Joseph Gordon-Levitt as Tom, Zooey Deschanel as Summer
This movie charts 500 days in Tom and Summer's relationship, skipping forward and backward during that time (though preceding each scene with the day's number, to keep us oriented; this is not one of those artsy time-shuffle films that sets out to confuse you). And, though it's billed as a comedy, it casts a powerfully romantic spell. There will be proposals in the wake of this movie. Yet it's determinedly unsentimental, and there's nothing about it to repel male viewers. It doesn't look particularly romantic from the outside. It sneaks up on you.

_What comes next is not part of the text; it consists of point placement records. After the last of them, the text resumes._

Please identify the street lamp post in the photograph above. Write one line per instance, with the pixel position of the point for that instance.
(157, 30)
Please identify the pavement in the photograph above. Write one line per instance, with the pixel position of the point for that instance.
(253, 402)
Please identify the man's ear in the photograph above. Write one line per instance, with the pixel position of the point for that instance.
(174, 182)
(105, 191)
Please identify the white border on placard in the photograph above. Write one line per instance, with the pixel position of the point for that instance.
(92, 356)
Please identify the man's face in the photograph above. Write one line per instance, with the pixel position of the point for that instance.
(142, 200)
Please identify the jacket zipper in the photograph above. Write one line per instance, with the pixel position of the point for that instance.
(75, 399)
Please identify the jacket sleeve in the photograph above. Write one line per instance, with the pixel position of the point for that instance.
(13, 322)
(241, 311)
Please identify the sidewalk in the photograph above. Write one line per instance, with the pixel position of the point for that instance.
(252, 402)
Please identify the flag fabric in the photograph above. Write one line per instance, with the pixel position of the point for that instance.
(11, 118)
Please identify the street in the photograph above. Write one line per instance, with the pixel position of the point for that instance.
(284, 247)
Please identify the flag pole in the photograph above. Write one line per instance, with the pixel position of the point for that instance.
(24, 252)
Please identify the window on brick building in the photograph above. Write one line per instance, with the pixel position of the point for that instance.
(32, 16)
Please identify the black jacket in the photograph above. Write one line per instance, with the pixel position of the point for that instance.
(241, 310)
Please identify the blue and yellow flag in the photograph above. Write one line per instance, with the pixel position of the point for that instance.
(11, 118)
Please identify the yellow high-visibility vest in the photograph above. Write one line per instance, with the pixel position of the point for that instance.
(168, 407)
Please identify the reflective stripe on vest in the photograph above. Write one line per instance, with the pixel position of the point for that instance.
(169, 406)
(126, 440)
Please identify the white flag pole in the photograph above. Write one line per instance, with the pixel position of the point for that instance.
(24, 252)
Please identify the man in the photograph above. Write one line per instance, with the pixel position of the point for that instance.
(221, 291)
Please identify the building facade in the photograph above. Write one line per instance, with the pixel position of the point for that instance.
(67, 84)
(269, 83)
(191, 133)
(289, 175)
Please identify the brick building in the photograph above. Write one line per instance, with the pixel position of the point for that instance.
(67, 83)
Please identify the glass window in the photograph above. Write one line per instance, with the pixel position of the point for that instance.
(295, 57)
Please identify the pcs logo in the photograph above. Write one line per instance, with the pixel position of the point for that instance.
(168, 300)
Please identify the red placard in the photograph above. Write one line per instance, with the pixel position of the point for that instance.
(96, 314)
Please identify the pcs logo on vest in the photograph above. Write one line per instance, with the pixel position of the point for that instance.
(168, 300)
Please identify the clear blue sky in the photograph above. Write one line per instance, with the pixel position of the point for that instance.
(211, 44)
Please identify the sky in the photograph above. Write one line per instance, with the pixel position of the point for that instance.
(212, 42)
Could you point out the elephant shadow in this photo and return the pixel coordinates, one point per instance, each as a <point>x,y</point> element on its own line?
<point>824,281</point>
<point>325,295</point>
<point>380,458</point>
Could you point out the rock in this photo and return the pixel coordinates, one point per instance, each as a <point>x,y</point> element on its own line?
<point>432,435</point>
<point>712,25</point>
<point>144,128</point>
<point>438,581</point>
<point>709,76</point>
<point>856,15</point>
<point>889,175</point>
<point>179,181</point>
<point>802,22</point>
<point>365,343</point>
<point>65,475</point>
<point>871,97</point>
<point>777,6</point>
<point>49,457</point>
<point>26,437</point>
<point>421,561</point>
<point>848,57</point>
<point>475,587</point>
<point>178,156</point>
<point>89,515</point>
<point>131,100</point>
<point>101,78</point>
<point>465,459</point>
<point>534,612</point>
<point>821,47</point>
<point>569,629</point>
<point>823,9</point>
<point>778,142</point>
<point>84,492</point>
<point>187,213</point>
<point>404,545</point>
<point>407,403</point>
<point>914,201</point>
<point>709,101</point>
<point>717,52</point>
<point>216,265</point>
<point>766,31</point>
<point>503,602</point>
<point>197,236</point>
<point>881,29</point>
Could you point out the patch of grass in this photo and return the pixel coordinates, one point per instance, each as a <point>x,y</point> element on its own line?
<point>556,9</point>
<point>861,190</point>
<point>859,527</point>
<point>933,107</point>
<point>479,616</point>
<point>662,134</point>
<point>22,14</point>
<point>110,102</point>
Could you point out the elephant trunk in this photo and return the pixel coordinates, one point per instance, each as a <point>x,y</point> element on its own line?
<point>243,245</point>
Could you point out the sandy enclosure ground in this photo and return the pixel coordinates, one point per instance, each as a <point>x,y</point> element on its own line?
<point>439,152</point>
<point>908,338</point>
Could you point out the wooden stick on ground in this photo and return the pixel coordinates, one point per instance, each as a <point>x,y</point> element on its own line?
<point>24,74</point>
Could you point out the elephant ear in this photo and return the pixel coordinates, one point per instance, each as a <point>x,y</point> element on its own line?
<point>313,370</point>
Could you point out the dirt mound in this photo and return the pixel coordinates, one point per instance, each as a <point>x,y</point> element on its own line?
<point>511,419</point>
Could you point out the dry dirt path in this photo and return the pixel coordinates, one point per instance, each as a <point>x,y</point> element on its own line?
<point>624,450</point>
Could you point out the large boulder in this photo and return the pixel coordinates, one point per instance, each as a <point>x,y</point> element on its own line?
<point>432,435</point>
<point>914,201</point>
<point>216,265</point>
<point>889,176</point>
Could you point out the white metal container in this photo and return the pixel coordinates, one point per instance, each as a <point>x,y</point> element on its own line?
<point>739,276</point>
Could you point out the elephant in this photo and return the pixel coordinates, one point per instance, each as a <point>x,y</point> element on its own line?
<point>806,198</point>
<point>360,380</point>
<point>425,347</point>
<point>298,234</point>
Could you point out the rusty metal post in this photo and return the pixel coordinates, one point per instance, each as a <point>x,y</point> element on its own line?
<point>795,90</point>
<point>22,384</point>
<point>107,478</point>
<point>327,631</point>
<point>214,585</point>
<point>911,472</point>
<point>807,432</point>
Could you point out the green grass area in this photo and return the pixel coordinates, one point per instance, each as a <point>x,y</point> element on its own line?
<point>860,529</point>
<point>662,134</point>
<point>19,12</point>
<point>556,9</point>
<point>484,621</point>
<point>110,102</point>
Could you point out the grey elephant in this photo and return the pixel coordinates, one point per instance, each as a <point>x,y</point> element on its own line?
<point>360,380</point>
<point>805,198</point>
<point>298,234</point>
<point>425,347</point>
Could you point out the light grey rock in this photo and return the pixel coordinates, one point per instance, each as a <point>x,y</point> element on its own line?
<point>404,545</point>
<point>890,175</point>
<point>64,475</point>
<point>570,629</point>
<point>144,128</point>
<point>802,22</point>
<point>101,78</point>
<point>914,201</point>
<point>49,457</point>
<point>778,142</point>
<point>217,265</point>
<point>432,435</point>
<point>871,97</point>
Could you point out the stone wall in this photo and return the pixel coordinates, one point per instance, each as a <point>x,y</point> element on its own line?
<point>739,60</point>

What it does look like is an extraordinarily creative stretch of filmmaking. There are segments that recall Michel Gondry's special effects (particularly in Eternal Sunlight of the Spotless Mind), as an entire streetscape changes from photography to a sketch then fades away. There are parodic moments that recall Woody Allen (particularly in Love and Death), as when Tom, dejected, watches a classic Ingmar Bergman movie and becomes one of the characters, a knight playing a game with, not Death, but Cupid. There's great use of split screen, a staple of romantic comedies since the Doris Day / Rock Hudson days, in this case showing us "Expectation" and "Reality" when Tom goes to a party at Summer's apartment. Elements of The Graduate are used to good effect. The morning after the first time Summer and Tom sleep together, Tom glances at his reflection in a car window and sees a Star Wars-era Harrison Ford. And I'm not even going to try to describe the exuberant song-and-dance sequence that follows, patterned directly, it seems, on the great falling-in-love spectacle in Central Park in Enchanted. (An animated bluebird even perches on Tom's finger). This is a movie that is enormously fun to watch (and I mean that literally), because something clever and unexpected is always about to meet your eye.
Tom falls completely for Summer
What's lacking, I think, is a story. Tom and Summer meet and have fun together, then things cool off, and a little later there's an ending. (It's an unexpected and gratifying ending, though, which elicited happy applause). Is the character of Summer fascinating enough in itself to carry the film? I don't know. She's not a minx or a mystery woman, and she isn't a smoldering source of sexual tension and emotional sadism like the bad ladies of old-time movies. She has a wide-eyed look and a knack for quirky opinions ("'Octopus's Garden' is the best Beatles song ever. I love Ringo." "But nobody loves Ringo." "That's why I do.") Her clothes are cute, not sexy, and not a bit revealing. She wears her dark hair in bangs, sometimes in a high ponytail, sometimes with a bow on top. Her voice is a bit high, with a charming little break in it. I realized: she's Marlo Thomas. She's the dream girl of 1966, straight off the set of That Girl. This is a very endearing type, but not one that fascinates like a cobra, in the Marlene Dietrich sense. Ninety-five minutes may be about all you want.
(In fact one of the surprises of (500) Days of Summer is how little things have changed in the last 40-something years. After a first date, Tom exults, "She likes both Magritte and Hopper, and we talked for hours about 'Bananafish'!" Those same markers of youthful intellectuality could have been cited when I was in college, back in the dark ages.)